Sudah menjadi rahasia umum kalau di dalam dunia bisnis, hampir segala sesuatunya butuh uang. Orang yang tidak kenal bisa tiba-tiba terasa akrab ketika ada sesuatu yang bisa di-uang-kan. Jika butuh bertemu dengan seorang petinggi di suatu perusahaan, akan sangat mudah ketika ada perantaranya… yang mana tentu saja si perantara sudah diberikan imbalan. Ini yang saya sebut dengan istilah “beli koneksi”. Bagi kebanyakan orang, termasuk saya, hal tersebut adalah hal yang wajar. Namun, praktek seperti ini ternyata juga terjadi di dunia sekolah.
Jadi ceritanya beberapa waktu lalu saya mendengar cerita kalau ada orang yang sengaja menyekolahkan anaknya di sekolah-sekolah terkenal / internasional [dan tentunya mahal] meskipun keuangannya di level menengah ke arah bawah. hahaha…
“Hmm…..” kira-kira seperti itu respon saya ketika mendengar cerita tadi. Saya sih bisa menebak jalan pikiran orang-orang seperti itu, yaitu mirip dengan aktivitas dunia bisnis tadi.
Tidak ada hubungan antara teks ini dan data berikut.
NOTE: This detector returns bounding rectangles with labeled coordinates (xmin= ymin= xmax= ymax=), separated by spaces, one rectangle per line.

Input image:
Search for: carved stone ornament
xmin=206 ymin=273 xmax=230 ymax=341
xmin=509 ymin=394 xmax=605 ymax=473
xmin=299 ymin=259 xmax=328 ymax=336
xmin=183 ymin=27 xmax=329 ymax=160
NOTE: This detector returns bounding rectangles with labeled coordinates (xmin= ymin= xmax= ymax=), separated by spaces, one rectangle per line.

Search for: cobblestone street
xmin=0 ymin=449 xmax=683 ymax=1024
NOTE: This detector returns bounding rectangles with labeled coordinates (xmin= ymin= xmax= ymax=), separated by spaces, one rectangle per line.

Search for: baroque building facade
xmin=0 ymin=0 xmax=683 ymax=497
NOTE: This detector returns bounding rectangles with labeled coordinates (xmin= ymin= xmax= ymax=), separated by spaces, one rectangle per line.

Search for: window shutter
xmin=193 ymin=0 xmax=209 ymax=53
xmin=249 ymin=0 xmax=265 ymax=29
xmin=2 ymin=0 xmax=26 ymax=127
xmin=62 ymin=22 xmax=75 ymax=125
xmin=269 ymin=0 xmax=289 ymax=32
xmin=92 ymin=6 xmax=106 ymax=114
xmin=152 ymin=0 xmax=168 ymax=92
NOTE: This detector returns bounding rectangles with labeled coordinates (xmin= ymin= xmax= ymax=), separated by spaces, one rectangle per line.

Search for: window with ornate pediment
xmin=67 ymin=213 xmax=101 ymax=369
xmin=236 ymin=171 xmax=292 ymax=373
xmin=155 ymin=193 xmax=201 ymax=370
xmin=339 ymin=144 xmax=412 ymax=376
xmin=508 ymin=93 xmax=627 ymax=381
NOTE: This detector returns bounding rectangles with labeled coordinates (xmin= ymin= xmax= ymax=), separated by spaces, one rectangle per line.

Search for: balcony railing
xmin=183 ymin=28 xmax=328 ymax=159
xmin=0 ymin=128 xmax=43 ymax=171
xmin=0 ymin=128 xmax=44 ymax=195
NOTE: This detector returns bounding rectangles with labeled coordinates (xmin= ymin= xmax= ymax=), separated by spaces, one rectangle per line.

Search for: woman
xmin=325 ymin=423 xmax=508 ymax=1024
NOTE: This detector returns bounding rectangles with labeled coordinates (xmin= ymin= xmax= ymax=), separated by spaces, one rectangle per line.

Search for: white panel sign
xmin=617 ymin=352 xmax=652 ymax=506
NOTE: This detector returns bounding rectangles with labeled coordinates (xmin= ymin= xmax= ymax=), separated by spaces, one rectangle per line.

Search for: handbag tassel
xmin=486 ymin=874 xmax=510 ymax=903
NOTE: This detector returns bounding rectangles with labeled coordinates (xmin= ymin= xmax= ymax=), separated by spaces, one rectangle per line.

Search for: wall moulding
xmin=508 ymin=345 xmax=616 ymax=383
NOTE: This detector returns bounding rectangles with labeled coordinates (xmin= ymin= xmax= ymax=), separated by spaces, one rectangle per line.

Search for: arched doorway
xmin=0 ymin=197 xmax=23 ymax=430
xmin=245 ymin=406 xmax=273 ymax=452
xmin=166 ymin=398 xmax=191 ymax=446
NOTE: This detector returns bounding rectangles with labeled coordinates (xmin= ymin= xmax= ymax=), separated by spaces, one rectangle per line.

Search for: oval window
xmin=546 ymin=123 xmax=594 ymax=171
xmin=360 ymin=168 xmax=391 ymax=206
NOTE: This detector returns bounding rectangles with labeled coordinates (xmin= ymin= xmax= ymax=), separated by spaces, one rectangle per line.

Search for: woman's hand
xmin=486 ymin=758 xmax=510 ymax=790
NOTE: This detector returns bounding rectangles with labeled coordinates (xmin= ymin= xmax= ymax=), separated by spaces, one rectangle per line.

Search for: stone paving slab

Harapannya tentu supaya anaknya bisa berteman dengan anak-anak yang latar belakang keluarganya kaya, karena pastinya orang-orang yang memang kaya pasti juga menyekolahkan anak-anak mereka di sekolah-sekolah seperti itu. Dari situ tinggal dilanjutkan lagi, apakah kemudian si orang tua menawarkan bisnis, atau terus menjadi dekat agar suatu saat menjadi besan.
Menurut saya tidak ada yang salah dengan hal tersebut. Itu pilihan masing-masing orang. Hanya yang menjadi tidak tepat adalah ketika kemudian harus mengorbankan keuangannya. Saya coba lihat di internet beberapa informasi mengenai biaya sekolah internasional, dan saya kaget (krik…krik…krik).
Ya maklum, lha… soalnya anak-anak saya sekolahnya di sekolah swasta yang levelnya lumayan aja [dan yang penting dekat], jadi uang sekolahnya cukup murah, masih dibawah 1 juta per-bulan, pas SD dibawah 500 ribu malah. Kalau yang sekolah internasional, tentu tidak dapat segitu, kawan! Ada 1 teman kerja saya menyekolahkan anaknya di salah satu sekolah internasional di kelapa gading, uang sekolahnya katanya “standard” (ternyata 3,5 juta/bulan). Ini per-anak, dan tidak termasuk biaya-biaya lain (uang pangkal, uang kegiatan, uang buku/seragam, dll).
Kembali ke permasalahan pengorbanan keuangan, bayangkan jika orang tua dengan gaji 10 juta harus mengeluarkan biaya uang sekolah 3 juta/bulan, artinya porsi penghasilannya sudah berkurang 30%. Bagaimana dengan pengeluaran utama lain seperti listrik-air-internet-transportasi-makan? belum kalau perlu belanja kebutuhan rumah tangga, atau kalau ada cicilan seperti kpr, kredit mobil/motor. Tidak perlu bertanya ke konsultan keuangan, kita akan langsung tau kalau kondisi keuangannya akan semakin parah dalam beberapa tahun kemudian, karena jenjang pendidikan itu cukup panjang, uang sekolah setiap tahun naik, dan harga-harga kebutuhan hidup meningkat, padahal gaji belum tentu bisa naik.
Intinya adalah kebijakan dalam penggunaan uang saja, sih. Tidak ada yang salah dengan mindset “beli koneksi”, asalkan dibarengi dengan modal yang cukup. Ngomong-ngomong soal modal, next nya saya mau tulis post tentang “modal kuat”, terinspirasi dari game.